This I believe
I believe that even little farm girls from Iowa can grow up to have international influence. No, I am not a diplomat, a translator or a global marketer, but I strive to plant seeds of internationalism wherever I go, seeds that were first sown and nurtured in an Iowa cornfield.
My parents were perplexed when their only daughter began globe-trotting to far off lands in her forties. I think they were especially worried when I traveled into the tumultuous commotion of developing countries. But I also think they were proud and I thank them everyday because my wanderlust is their fault – and their gift.
For years during my childhood, a group of foreign travelers would appear in my tiny hometown of less than 2,000 residents. Every summer one or two guests stayed on our small farm. These visits connected me to the wider world. We shared stories as we shared meals, creating bonds with strangers who became friends. I listened to fascinating conversations late into the night and dreamed of exciting voyages I might one day take.
My parents remain unaware of the influence their expansive outlook had on me as a child. Although they explored the edges of Canada and Mexico, they were not world travelers. But I have become a world traveler. And my international experiences over the past seven years have completely reshaped the way I think about our global environment. The exhilarating experience of being thrown into the unpredictable miasma of a world market—be it the plaka, the souk, the bazaar or plaza—will change a person. And indeed I have been changed by my wanderings.

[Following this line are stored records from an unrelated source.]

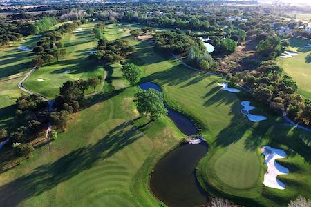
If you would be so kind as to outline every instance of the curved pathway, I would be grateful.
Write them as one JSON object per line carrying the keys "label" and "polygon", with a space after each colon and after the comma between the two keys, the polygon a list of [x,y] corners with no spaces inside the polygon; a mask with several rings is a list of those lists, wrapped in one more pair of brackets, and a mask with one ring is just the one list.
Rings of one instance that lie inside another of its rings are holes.
{"label": "curved pathway", "polygon": [[[207,73],[207,74],[210,74],[210,75],[215,75],[215,76],[217,76],[217,77],[220,77],[226,79],[226,77],[225,77],[225,76],[223,76],[223,75],[220,75],[220,74],[218,74],[218,73],[207,72],[207,71],[202,70],[200,70],[200,69],[198,69],[198,68],[194,68],[194,67],[192,67],[192,66],[189,66],[188,64],[187,64],[187,63],[185,63],[185,62],[183,62],[181,59],[179,59],[176,55],[175,55],[174,54],[173,54],[173,53],[171,53],[171,55],[173,55],[173,57],[177,61],[178,61],[180,63],[182,63],[182,64],[184,65],[185,66],[186,66],[186,67],[187,67],[187,68],[190,68],[190,69],[191,69],[191,70],[194,70],[199,71],[199,72],[203,72]],[[249,90],[247,90],[247,89],[246,89],[245,87],[243,87],[243,86],[240,86],[240,87],[241,87],[242,89],[243,89],[245,91],[246,91],[246,92],[250,92]],[[296,123],[294,123],[294,121],[292,121],[292,120],[290,120],[290,118],[288,118],[288,117],[287,117],[286,112],[285,112],[285,111],[283,111],[283,112],[282,112],[282,118],[283,118],[284,120],[285,120],[286,121],[288,121],[291,126],[294,126],[294,127],[296,127],[296,128],[300,128],[300,129],[302,129],[302,130],[306,130],[306,131],[308,131],[308,132],[311,132],[311,129],[308,128],[306,128],[306,127],[305,127],[305,126],[301,126],[301,125],[299,125],[299,124],[296,124]]]}

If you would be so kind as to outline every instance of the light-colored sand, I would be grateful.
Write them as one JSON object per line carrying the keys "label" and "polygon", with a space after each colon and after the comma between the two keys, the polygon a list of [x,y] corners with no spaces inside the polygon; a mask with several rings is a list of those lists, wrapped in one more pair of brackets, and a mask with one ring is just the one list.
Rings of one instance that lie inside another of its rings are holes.
{"label": "light-colored sand", "polygon": [[31,49],[29,49],[26,46],[23,46],[18,47],[18,49],[20,50],[27,51],[27,52],[31,51]]}
{"label": "light-colored sand", "polygon": [[217,83],[217,85],[218,85],[219,86],[221,86],[223,88],[222,90],[229,91],[231,92],[238,92],[241,91],[240,90],[238,90],[237,88],[228,88],[228,83]]}
{"label": "light-colored sand", "polygon": [[294,55],[298,55],[298,53],[293,52],[289,52],[289,51],[285,51],[284,52],[283,52],[281,54],[281,55],[280,57],[283,57],[283,58],[289,58],[289,57],[292,57]]}
{"label": "light-colored sand", "polygon": [[248,119],[254,122],[258,122],[267,119],[267,117],[265,116],[251,115],[249,113],[249,111],[254,109],[255,107],[250,106],[249,103],[250,102],[248,101],[244,101],[241,102],[241,105],[244,106],[244,108],[241,110],[241,113],[247,116]]}
{"label": "light-colored sand", "polygon": [[276,189],[285,189],[285,185],[279,181],[276,177],[279,175],[288,174],[287,168],[275,161],[276,159],[285,158],[286,153],[282,150],[276,149],[268,146],[261,148],[261,152],[265,155],[265,164],[267,166],[267,172],[263,177],[263,184]]}
{"label": "light-colored sand", "polygon": [[205,141],[205,140],[204,140],[203,137],[200,137],[198,139],[189,138],[187,139],[187,141],[189,144],[200,144]]}

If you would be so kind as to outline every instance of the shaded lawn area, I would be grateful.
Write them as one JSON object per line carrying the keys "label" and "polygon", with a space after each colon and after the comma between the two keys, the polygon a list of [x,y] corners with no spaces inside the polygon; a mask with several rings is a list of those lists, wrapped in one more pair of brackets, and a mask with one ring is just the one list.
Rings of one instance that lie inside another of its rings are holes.
{"label": "shaded lawn area", "polygon": [[279,58],[280,66],[284,71],[297,82],[298,92],[306,98],[311,99],[311,60],[308,57],[311,48],[303,47],[311,43],[310,41],[298,39],[290,39],[290,47],[286,50],[299,53],[290,58]]}
{"label": "shaded lawn area", "polygon": [[[59,87],[68,80],[88,79],[103,76],[103,68],[100,64],[88,58],[88,51],[94,50],[97,41],[93,35],[95,23],[80,26],[79,32],[66,34],[62,42],[67,50],[64,59],[46,64],[36,70],[24,82],[23,86],[48,99],[55,98]],[[39,81],[43,79],[44,81]],[[100,88],[97,86],[97,89]],[[85,93],[93,92],[90,88]]]}
{"label": "shaded lawn area", "polygon": [[[203,129],[205,139],[211,145],[207,156],[198,166],[199,179],[201,177],[205,187],[207,186],[205,183],[207,177],[211,177],[207,181],[209,186],[212,181],[213,188],[225,192],[226,196],[250,198],[236,201],[252,205],[285,204],[299,195],[310,196],[306,192],[311,190],[308,181],[311,177],[307,172],[311,170],[310,135],[301,136],[297,129],[290,135],[292,129],[284,126],[281,117],[272,115],[247,95],[221,90],[216,83],[223,79],[186,68],[169,54],[160,55],[163,52],[155,52],[153,46],[145,42],[137,48],[138,59],[135,62],[140,64],[146,73],[141,81],[151,81],[161,86],[168,104],[189,115]],[[251,101],[256,107],[252,113],[265,115],[267,120],[259,123],[249,121],[240,112],[243,108],[240,101],[244,100]],[[283,133],[276,132],[279,128]],[[293,139],[295,144],[291,144]],[[290,155],[283,159],[290,172],[290,165],[299,166],[299,170],[292,171],[289,177],[280,176],[288,187],[281,193],[263,186],[266,166],[260,148],[265,144],[283,148]],[[286,182],[289,177],[292,180]],[[305,181],[301,184],[302,188],[308,190],[297,188],[301,179]],[[272,199],[271,194],[278,199]]]}

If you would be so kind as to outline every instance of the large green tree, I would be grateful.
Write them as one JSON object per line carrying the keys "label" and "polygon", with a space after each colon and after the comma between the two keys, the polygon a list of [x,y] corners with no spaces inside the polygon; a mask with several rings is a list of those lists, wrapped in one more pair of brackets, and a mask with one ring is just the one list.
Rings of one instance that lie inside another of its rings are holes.
{"label": "large green tree", "polygon": [[153,120],[167,115],[162,94],[154,90],[140,90],[135,94],[137,110],[141,115],[150,115]]}
{"label": "large green tree", "polygon": [[133,86],[137,83],[142,75],[142,70],[140,67],[133,63],[126,63],[122,68],[123,77]]}

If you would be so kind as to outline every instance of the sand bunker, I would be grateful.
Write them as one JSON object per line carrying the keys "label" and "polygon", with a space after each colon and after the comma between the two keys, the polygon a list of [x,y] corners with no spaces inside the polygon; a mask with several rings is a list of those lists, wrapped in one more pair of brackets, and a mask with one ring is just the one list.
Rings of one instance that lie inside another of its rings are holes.
{"label": "sand bunker", "polygon": [[231,92],[240,92],[240,90],[237,89],[237,88],[228,88],[228,83],[217,83],[217,85],[218,85],[219,86],[223,87],[223,88],[221,88],[222,90],[227,90]]}
{"label": "sand bunker", "polygon": [[258,121],[261,121],[267,119],[267,117],[265,116],[251,115],[249,113],[249,111],[254,109],[255,107],[250,106],[249,103],[250,103],[250,102],[248,101],[244,101],[241,102],[241,105],[244,106],[244,108],[241,110],[241,113],[247,116],[248,119],[249,119],[249,121],[252,121],[254,122],[258,122]]}
{"label": "sand bunker", "polygon": [[267,166],[267,172],[263,177],[263,184],[276,189],[285,189],[285,184],[279,181],[276,176],[288,174],[289,170],[285,167],[276,163],[276,159],[284,158],[286,153],[282,150],[276,149],[268,146],[261,148],[261,152],[265,155],[265,164]]}
{"label": "sand bunker", "polygon": [[298,55],[298,53],[293,52],[289,52],[289,51],[285,51],[284,52],[283,52],[281,54],[281,55],[280,57],[283,57],[283,58],[289,58],[289,57],[292,57],[294,55]]}
{"label": "sand bunker", "polygon": [[77,33],[77,32],[80,32],[82,30],[82,28],[77,28],[77,30],[73,31],[73,33]]}
{"label": "sand bunker", "polygon": [[27,51],[27,52],[31,51],[31,49],[29,49],[26,46],[23,46],[18,47],[18,49],[20,50]]}

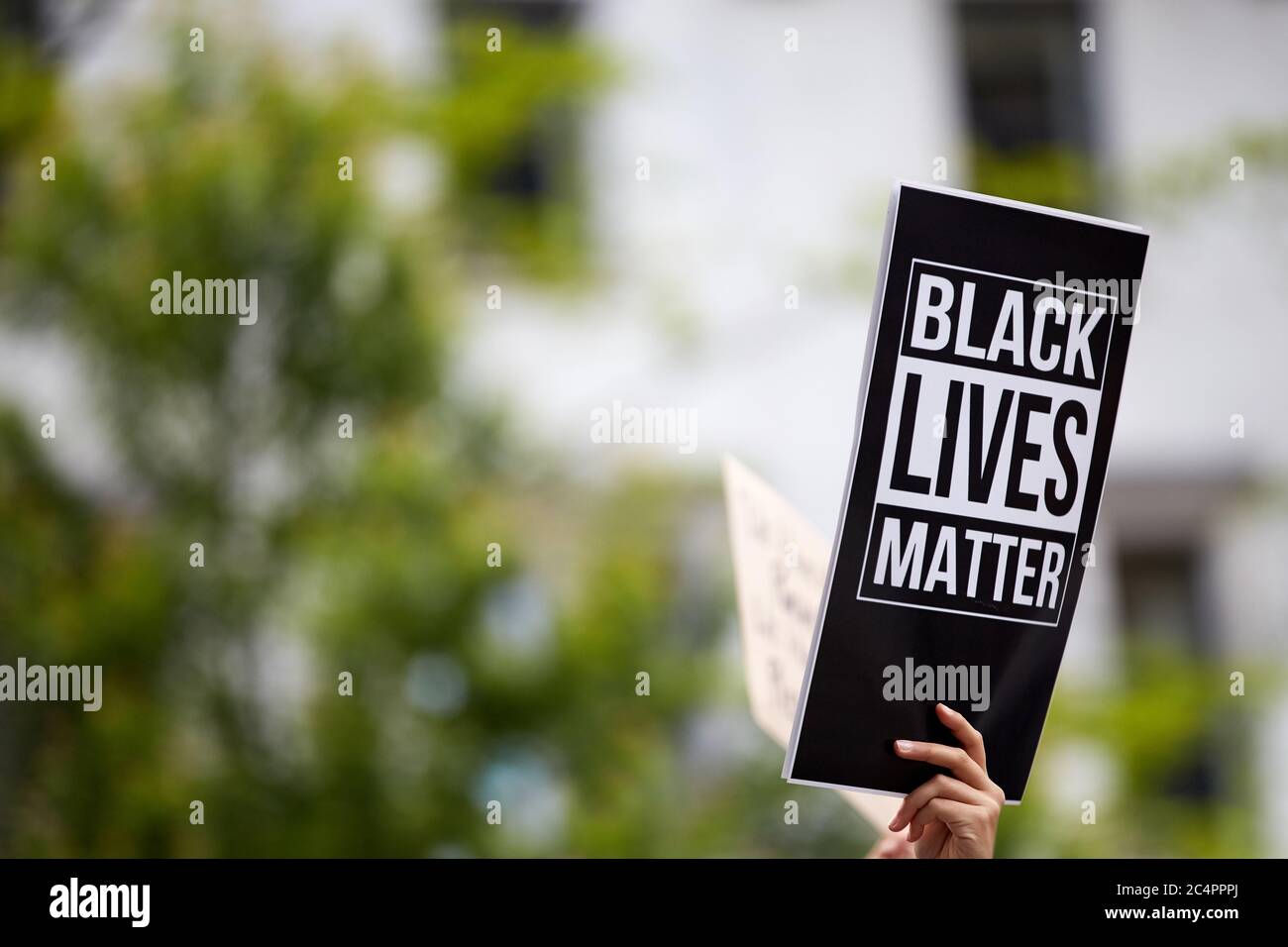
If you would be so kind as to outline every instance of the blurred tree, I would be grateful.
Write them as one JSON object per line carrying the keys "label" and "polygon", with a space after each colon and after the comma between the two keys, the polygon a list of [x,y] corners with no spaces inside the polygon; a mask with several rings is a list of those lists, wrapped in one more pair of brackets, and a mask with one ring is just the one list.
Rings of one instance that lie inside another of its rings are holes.
{"label": "blurred tree", "polygon": [[[5,61],[5,102],[39,108],[5,124],[0,314],[76,354],[94,403],[59,439],[102,428],[116,473],[70,477],[26,407],[0,419],[0,660],[102,664],[106,692],[4,707],[0,852],[862,852],[831,794],[783,825],[724,586],[692,580],[725,555],[711,484],[590,490],[450,380],[469,177],[598,58],[513,31],[460,53],[466,81],[307,84],[216,30],[204,55],[162,30],[164,79],[90,115]],[[456,169],[424,204],[408,156]],[[549,272],[513,219],[501,245]],[[258,280],[258,322],[153,313],[174,272]]]}

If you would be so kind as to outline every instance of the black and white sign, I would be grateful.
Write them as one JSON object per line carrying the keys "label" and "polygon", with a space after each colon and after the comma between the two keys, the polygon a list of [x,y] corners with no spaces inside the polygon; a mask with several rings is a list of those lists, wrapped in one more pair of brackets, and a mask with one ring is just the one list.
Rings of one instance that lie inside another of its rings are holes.
{"label": "black and white sign", "polygon": [[944,701],[1019,801],[1094,560],[1148,240],[895,187],[791,781],[914,789],[935,770],[891,743],[952,743]]}

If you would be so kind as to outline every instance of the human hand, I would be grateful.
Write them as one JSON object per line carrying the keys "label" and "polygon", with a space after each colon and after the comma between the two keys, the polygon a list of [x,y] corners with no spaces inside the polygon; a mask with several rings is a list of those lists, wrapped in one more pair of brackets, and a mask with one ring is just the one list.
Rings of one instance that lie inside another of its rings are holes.
{"label": "human hand", "polygon": [[961,746],[896,740],[895,752],[943,767],[952,776],[940,773],[909,792],[890,831],[907,827],[917,858],[992,858],[1006,794],[988,778],[979,731],[943,703],[935,705],[935,713]]}

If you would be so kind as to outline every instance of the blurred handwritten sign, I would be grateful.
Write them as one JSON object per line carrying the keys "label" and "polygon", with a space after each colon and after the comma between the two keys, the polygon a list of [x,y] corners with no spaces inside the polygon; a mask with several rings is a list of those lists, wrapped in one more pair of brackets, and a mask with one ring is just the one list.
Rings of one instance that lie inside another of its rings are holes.
{"label": "blurred handwritten sign", "polygon": [[[738,621],[751,716],[786,747],[796,715],[831,546],[743,464],[724,459]],[[837,790],[878,831],[899,799]]]}

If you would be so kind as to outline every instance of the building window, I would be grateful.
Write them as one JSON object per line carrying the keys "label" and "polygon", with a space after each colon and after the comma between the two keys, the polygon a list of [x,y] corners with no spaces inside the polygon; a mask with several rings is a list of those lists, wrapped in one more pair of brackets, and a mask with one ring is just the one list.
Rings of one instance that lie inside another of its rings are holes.
{"label": "building window", "polygon": [[1072,1],[954,5],[972,187],[1094,210],[1083,52],[1090,6]]}

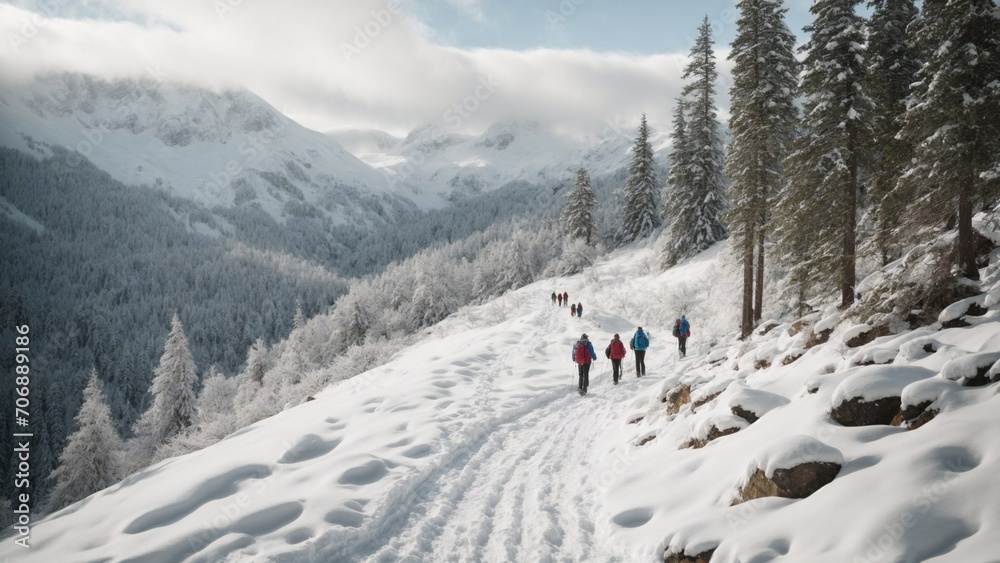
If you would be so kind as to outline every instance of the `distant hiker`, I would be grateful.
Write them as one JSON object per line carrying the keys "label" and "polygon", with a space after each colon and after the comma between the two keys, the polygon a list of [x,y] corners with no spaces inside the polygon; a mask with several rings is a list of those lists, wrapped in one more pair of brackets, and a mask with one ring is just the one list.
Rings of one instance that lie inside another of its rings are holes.
{"label": "distant hiker", "polygon": [[577,391],[580,395],[587,394],[587,387],[590,386],[590,363],[597,359],[594,353],[594,345],[587,340],[584,334],[580,340],[573,345],[573,361],[576,362],[580,371],[580,386]]}
{"label": "distant hiker", "polygon": [[674,321],[674,336],[677,338],[677,351],[682,358],[687,356],[687,339],[691,336],[691,323],[687,322],[687,317],[684,315]]}
{"label": "distant hiker", "polygon": [[611,359],[611,375],[614,377],[615,385],[618,385],[618,380],[622,376],[622,358],[625,357],[625,344],[622,343],[617,334],[611,339],[611,344],[608,344],[607,349],[604,350],[604,355]]}
{"label": "distant hiker", "polygon": [[642,327],[639,327],[639,330],[632,335],[629,348],[635,350],[635,376],[646,375],[646,348],[649,348],[649,337],[646,336],[645,332],[642,332]]}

Much of my travel has focused on the cultural study of textiles, both ancient artifacts and contemporary cloth. I use textiles as interdisciplinary teaching tools in the classroom and my global perspective continually inspires me to develop future courses connecting history, geography and culture through a study of textiles. I hope this inspired enthusiasm opens my students’ eyes to the multiplicity of cultures available travelers, to them. Beyond the classroom, I am determined to pass this love of travel and cultural exploration on to my children and grandchildren. I believe we must fling open our hearts and our lives, conquer our fears, and explore intriguing cultures near and far. An open dialogue with those we don’t know or understand is the key to sharing our shrinking planet. We can survive and thrive but we must go OUT to meet the challenges.
My parents were not world travelers, but they embraced a global perspective and deep curiosity about lands and people far from their Iowa fields. Those precious seeds planted in the heartland sprouted and blossomed into a traveling ambassador – me.